K42 key technologies

To achieve the above mentioned goals, we have incorporated many technologies into K42. We have written several white papers (available on our web site) describing these technologies in greater detail. This section provides an overview of the key technologies used in K42. At the beginning of this section we highlighted the ones impacting our Linux API implementation.

• Object-oriented technology has been applied to the entire system. This has been used to achieve good performance through customization, to achieve good MP performance by increasing locality, to increase maintainability by isolating modifications, and to perform autonomic functions by allowing components to be hot swapped[24].

• Much traditional kernel functionality is implemented in libraries in the application's own address space, providing a large degree of customizability and reducing overhead by avoiding crossing address space boundaries to invoke system services.

• A structure that permits machine specific features such as the PowerPC inverted page table and the MIPS software-controlled TLB to be exploited in an isolated manner without compromising portability.

• System functionality implemented in user-level servers with good performance maintained via efficient IPCs similar to L4[20].

• The use of processor-specific memory (the same virtual address on different processors maps to different physical addresses) to achieve good scalable NUMA performance.
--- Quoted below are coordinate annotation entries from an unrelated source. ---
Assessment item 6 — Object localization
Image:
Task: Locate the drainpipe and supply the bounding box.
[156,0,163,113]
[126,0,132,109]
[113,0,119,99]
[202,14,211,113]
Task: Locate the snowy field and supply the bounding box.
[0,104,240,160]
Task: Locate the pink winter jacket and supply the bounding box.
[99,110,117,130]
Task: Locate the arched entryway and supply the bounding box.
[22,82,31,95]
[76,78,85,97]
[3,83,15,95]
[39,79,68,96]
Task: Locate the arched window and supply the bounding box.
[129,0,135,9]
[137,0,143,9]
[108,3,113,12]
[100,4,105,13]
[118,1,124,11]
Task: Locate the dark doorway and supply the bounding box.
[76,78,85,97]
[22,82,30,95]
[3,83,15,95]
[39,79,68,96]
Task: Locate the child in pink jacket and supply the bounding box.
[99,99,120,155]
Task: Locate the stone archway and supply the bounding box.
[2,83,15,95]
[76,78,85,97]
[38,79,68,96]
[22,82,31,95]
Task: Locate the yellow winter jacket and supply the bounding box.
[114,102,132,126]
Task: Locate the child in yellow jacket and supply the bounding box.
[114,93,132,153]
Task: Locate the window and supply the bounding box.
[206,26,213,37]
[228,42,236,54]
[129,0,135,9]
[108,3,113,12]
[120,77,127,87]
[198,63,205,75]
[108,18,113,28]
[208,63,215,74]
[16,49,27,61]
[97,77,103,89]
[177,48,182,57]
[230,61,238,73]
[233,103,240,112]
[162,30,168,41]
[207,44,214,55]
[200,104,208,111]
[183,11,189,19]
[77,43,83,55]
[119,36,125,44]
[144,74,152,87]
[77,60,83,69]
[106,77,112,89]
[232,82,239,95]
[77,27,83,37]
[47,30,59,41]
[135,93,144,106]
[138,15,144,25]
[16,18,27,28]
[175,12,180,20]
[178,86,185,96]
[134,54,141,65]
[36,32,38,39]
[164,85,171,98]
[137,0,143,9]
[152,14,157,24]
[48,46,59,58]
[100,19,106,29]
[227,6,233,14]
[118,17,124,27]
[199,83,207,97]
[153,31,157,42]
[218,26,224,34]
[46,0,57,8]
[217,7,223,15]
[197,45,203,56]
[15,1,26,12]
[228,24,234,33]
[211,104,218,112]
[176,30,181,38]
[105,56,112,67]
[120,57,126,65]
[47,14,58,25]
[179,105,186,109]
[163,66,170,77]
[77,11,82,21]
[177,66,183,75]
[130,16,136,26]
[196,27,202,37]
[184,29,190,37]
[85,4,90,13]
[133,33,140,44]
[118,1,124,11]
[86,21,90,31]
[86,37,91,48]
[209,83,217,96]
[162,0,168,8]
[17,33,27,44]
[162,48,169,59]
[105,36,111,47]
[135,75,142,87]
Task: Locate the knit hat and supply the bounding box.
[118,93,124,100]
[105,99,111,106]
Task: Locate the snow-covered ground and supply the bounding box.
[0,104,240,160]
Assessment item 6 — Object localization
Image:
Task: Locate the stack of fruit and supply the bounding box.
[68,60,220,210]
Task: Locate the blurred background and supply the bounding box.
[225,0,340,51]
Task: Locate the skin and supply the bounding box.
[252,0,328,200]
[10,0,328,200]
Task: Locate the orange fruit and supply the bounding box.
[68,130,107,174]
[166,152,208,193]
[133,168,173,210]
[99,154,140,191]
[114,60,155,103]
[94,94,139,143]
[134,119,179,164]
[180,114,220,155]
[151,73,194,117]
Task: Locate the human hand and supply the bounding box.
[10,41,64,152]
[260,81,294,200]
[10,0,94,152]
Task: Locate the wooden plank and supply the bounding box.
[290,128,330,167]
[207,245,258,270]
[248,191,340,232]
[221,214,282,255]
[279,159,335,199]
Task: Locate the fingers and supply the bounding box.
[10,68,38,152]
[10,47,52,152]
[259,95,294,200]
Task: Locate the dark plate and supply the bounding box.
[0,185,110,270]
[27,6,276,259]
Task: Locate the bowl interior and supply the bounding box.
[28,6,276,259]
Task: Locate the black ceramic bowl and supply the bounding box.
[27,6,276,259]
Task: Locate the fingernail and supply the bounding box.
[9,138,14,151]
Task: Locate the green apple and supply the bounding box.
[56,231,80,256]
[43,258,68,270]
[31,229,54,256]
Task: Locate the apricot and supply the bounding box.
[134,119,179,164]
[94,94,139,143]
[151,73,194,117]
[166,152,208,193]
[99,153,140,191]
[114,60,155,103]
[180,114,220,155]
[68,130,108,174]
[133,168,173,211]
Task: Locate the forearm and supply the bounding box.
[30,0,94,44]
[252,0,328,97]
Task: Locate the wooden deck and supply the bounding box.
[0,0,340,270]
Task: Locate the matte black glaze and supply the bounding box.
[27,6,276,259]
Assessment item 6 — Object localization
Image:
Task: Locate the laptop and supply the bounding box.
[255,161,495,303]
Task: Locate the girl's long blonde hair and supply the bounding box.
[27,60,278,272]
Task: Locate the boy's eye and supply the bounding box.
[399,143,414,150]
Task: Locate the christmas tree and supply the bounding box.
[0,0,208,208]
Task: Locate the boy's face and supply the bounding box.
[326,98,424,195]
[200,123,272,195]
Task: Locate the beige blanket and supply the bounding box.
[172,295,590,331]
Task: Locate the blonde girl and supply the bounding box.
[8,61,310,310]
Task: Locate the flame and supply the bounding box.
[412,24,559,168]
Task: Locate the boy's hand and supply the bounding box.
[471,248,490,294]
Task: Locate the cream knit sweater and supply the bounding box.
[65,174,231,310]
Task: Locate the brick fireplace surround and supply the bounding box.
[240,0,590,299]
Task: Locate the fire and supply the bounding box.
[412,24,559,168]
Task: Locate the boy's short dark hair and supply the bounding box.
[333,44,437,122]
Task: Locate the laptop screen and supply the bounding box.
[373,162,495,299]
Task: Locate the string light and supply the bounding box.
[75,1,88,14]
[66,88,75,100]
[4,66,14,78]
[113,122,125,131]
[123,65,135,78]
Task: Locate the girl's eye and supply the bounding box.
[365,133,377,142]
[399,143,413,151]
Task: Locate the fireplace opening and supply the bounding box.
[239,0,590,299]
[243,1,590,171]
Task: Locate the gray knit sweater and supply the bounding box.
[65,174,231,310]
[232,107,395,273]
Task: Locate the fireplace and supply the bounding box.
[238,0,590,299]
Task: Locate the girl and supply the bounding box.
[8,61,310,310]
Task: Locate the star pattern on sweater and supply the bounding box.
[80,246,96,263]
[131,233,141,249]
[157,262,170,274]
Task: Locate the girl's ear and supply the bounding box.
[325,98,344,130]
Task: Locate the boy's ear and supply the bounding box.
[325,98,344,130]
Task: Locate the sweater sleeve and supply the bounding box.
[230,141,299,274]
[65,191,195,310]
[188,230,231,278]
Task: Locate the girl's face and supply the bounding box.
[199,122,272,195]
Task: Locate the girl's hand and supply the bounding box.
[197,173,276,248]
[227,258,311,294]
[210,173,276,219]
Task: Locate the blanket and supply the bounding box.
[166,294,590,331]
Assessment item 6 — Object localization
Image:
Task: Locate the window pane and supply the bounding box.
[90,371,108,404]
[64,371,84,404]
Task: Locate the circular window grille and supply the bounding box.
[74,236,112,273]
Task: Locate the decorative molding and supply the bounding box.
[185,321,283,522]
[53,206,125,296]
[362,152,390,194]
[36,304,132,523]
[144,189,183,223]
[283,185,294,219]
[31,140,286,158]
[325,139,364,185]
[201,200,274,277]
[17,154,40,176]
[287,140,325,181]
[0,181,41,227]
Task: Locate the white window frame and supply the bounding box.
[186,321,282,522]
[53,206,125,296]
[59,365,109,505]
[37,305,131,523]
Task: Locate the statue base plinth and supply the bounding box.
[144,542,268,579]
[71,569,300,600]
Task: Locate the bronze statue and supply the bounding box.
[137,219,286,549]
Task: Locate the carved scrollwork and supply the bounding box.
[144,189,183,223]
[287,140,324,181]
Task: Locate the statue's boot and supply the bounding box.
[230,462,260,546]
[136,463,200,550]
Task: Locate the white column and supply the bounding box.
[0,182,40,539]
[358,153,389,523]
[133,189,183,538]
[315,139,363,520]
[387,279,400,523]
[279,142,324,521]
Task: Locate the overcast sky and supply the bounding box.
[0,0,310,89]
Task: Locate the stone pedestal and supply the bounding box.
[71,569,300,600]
This technology, combined with avoiding global data, global code paths, and global locks, allows K42's design to scale to thousands of processors.

• A K42 specific object-oriented structure, clustered objects[12], which provide an infrastructure to implement scalable services with the degree of distribution transparent to the client. This also facilitates autonomic multiprocessor computing[4] as K42 can dynamically swap between uniprocessor and multiprocessor clustered objects.

• K42 is designed to run on 64-bit architectures and we have taken advantage of 64 bits to make performance gains by, for example, using large virtually sparse arrays rather than hash tables.

• K42 is fully preemptable and most of the kernel data is pageable.

• K42 is designed to support a simultaneous mix of time-shared, real-time, and fine-grained gang-scheduled applications.

• K42 has developed deferred object deletion [12] similar to RCU [22] allowing objects to release their locks before calling other objects. This efficient programming model is crucial for multiprocessor performance and is similar to type-safe memory [16].